I keep repeating in my mind.

How is someone so beautiful and precious also so dangerous and can be considered a monster?

I cannot seem to find an answer to the question.

Can I? Will I?

I also keep repeating in my mind.

Can I reject him?

I know the answer to the question and it is a no. I can't reject him.

Which answers my other question which is yes. I will be able to love him.

But right now, I think I need to keep my distance. I need to make sure I know what I want. I never wanted something so badly until I met him. I want his love and affection. He is like a virus and I have caught him.

I know a stupid saying.

I am a lovesick puppy on drugs wanting to touch, feel, and be loved by him. But just remembering what he used to live like makes me shutter.

How can I be with someone like that? What would my mom do in this situation? In times like these I wish she was still alive to help me understand and cope with stuff.

I tell myself to keep my distance, but it is like I am killing myself inside being away from him.

I want him to mark me and runaway with him and never worry about a thing ever again. But I know that won't work. I love the pack and leaving would kill my father. Maximus will chase me to the end of the Earth dragging Mateo with him and then Tiana will be here.

So, I have to stay. And I have to know am I willing to love him?

...

It has been a month and a half since that conversation went down at the river. Instead of moping away in my bedroom I now just ignore everyone. When I smell the vanilla and spice scent at school I walk the other way. I want to make sure that I know what I am doing is right for me.

"How was school April?" my father asks at dinner with the whole pack there.

"It was great," I give him a fake smile and continue scarfing my food down like a maniac. When I am done I dismiss myself from the table and put my plate in the dishwasher and make my way upstairs.

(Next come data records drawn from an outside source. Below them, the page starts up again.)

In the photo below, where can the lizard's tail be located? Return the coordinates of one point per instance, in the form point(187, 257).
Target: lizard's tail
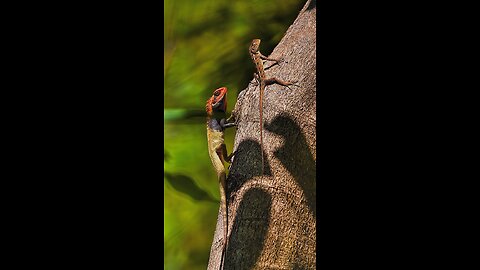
point(223, 206)
point(261, 125)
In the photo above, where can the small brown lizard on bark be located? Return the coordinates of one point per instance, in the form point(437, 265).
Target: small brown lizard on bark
point(216, 108)
point(260, 76)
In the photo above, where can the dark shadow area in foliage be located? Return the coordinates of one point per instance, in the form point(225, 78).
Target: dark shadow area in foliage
point(250, 229)
point(186, 185)
point(313, 4)
point(248, 155)
point(295, 156)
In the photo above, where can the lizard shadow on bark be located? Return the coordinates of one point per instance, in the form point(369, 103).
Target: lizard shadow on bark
point(250, 229)
point(248, 155)
point(295, 155)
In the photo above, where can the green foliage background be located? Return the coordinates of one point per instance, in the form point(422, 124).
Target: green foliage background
point(205, 47)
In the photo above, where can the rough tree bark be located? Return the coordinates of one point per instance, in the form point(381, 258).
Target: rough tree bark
point(272, 218)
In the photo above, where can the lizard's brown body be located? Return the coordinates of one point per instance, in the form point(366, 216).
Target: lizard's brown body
point(216, 107)
point(257, 58)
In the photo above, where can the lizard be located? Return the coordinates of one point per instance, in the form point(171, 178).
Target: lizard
point(216, 108)
point(257, 58)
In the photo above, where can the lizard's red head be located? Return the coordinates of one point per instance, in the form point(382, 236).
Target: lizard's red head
point(218, 101)
point(255, 45)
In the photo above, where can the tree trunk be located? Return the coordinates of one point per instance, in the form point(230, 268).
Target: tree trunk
point(272, 218)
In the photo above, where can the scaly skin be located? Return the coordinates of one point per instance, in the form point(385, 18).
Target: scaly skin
point(257, 58)
point(216, 107)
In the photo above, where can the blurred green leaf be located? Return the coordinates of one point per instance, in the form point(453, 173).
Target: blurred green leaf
point(186, 185)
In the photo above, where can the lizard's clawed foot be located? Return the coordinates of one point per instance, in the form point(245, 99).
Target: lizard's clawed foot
point(229, 159)
point(281, 60)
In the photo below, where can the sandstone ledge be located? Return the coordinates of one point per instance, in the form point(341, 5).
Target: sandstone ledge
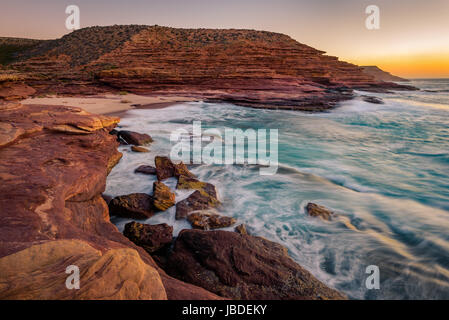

I close the door and grab a bag filling it with what I need. I put a blanket, a pillow, several packs of cookies, some water, and finally lingerie that is pink and lacey. I sigh as I zip the bag up and slide it under the bed. I put on my sleepers to get some sleep when Mateo comes in.

"Hey," I greet him as I flip the bed covers over.

"Hi April," he sits on the bedside and I look at him curiously.

"So, what's up?"

"You know we love you?" I nod at his question. "And you know we want what's best for you?"

"Yes, Mateo get out!" I whine. "I don't want any lectures right now. Please I have a big test tomorrow," I put a pillow over my face and  he chuckles.

"Okay okay, just checking sis," he smiles. He gives me a kiss on the forehead and then leaves.

"Goodnight!" I yell as he closes the door. I sigh as I try to relax and fall asleep easily thinking about the night ahead.

...

The river can be heard as I rush over. I switch back before I make it to the opening and put my lingerie on. I put a light blue dress over it and continue walking in human form.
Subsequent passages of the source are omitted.